まだ終わっていないんですよ。このままうやむやにして、姿を消そうとしているかもしれないから、その前に捕まえないといけないんです。
「……酒呑童子か」
流石におじいちゃんは分かっていたようです。だから、僕は静かに頷きました。
「なっ! それなら我等も……!」
「白狐さん黒狐さん、大丈夫です。僕1人でいきます。ううん、そうしないといけない気がするんです」
2人とも慌てて立ち上がったけれど、僕はそれを制しました。
「椿ちゃん。晩ご飯、1人分増やしておく?」
「お願いします、里子ちゃん。それと白狐さん黒狐さん、伏見稲荷の方にある、僕達の家の確認をお願いしますね。ヤコちゃんとコンちゃんが守ってくれているとは思うけれど、こんな状態だから心配なんだ。2人の無事も確認しないと」
「そうだな」
「分かったわ。それじゃ、それは私と黒狐で行くわ」
「何でだ?!」
妲己さんが嬉しそうな顔をして、黒狐さんの尻尾を掴んで行ってしました。動きが早いです。多分、向こうでイチャラブしたいんでしょうね。仕方ないなぁ。
「それじゃお願いしますね。行ってきます」
そして一通り皆にお願いを頼んだ後、僕は玄関からおじいちゃんの家を出て、そのまま宙に浮くと、ある場所へと向かって飛びます。

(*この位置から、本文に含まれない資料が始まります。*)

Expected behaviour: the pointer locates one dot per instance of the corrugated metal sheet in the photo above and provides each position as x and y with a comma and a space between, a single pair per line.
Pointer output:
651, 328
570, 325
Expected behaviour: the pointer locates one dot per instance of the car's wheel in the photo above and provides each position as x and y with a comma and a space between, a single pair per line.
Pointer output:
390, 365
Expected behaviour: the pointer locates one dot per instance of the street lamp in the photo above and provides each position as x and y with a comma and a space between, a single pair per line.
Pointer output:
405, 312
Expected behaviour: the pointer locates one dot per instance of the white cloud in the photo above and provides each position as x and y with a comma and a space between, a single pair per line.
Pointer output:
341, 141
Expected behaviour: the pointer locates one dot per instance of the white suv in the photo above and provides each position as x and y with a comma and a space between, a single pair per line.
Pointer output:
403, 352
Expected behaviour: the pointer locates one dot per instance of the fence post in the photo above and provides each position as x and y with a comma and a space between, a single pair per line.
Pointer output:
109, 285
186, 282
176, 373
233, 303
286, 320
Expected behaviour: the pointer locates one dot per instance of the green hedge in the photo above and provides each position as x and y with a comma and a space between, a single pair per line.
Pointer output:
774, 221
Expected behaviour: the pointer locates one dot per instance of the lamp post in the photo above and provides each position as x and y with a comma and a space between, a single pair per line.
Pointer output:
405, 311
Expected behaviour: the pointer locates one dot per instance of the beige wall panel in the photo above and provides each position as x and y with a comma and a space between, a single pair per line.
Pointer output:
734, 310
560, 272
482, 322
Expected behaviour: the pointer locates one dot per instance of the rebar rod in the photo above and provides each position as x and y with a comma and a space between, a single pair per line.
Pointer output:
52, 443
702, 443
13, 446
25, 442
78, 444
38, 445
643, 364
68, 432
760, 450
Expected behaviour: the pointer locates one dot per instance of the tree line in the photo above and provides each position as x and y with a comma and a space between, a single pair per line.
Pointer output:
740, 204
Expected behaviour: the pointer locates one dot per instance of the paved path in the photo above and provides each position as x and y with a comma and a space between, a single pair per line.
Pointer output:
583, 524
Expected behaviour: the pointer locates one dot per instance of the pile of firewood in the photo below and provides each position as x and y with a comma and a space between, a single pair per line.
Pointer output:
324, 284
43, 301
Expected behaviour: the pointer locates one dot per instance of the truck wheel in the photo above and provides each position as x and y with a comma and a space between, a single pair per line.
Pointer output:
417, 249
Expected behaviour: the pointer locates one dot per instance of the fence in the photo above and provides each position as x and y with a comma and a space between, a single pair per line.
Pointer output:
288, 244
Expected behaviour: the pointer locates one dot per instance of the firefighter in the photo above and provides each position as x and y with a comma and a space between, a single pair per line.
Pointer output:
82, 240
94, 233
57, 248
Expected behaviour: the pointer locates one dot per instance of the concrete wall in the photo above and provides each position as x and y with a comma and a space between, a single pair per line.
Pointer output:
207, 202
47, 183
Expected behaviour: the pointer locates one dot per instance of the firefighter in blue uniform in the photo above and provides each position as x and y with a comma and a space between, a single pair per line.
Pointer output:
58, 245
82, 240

ついでに街の方や辺りを確認してみたけれど、世界崩壊という言葉がピッタリと合うほどに、もの凄く酷い状況になっていました。
山はあちこちで土砂崩れが起き、建物は殆どが崩れてしまっています。津波も来ていたとしたら、沿岸部は壊滅的でしょうね。
ここから復興するのは、至難の業ですよ。僕達も頑張らないとね。
それよりも、あの妖怪さんはこの事態すらも予想していたんでしょうか。今の僕には、あなたがどこに居るかなんてすぐに分かるよ。
「向こうですね……鷹峯の方? 京見峠のあたりかな……」
あそこは京都市内を一望出来る、絶景のスポットがあったはず。そこで酒呑童子さんは一部始終を見ていたのかな。その場所も、土砂崩れとか起きて大惨事になってるはずだけど。

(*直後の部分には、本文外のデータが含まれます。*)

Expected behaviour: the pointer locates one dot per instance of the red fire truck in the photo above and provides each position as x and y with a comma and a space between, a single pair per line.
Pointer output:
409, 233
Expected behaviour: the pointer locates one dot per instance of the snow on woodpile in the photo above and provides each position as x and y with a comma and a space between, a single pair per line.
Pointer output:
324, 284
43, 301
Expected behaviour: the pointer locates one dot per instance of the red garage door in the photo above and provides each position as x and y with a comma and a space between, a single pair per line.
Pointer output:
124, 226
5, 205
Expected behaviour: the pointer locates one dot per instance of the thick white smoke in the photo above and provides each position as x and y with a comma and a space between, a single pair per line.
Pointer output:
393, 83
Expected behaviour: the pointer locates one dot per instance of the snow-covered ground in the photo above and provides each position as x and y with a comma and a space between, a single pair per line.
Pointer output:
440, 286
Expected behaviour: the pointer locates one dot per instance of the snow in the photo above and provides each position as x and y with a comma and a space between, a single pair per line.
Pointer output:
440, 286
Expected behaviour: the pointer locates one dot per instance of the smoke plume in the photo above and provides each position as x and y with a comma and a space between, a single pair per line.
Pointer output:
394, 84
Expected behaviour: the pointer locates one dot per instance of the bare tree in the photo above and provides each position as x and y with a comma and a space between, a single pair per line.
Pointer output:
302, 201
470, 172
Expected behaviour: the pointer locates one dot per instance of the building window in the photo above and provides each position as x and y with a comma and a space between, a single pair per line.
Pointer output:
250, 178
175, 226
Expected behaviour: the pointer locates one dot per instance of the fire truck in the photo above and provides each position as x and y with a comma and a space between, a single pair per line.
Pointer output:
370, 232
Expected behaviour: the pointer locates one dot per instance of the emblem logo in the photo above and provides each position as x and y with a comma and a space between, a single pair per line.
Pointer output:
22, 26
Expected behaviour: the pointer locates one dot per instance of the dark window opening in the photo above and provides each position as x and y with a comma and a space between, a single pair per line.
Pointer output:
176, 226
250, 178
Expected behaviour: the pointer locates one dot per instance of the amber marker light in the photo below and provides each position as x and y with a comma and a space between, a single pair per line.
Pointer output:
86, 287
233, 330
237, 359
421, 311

だけど、もしもこの全てが計画に含まれているとしたらなら、いったい酒呑童子さんは何手分の策略を考えていたんでしょう。
「僕が来ることも、計算済みかな?」
でも、そんな事関係ないです。酒呑童子さんがやったことに、なんのお咎めも無しは都合が良すぎますからね。
僕はそんな事を考えながら、酒呑童子さんの下へと向かいます。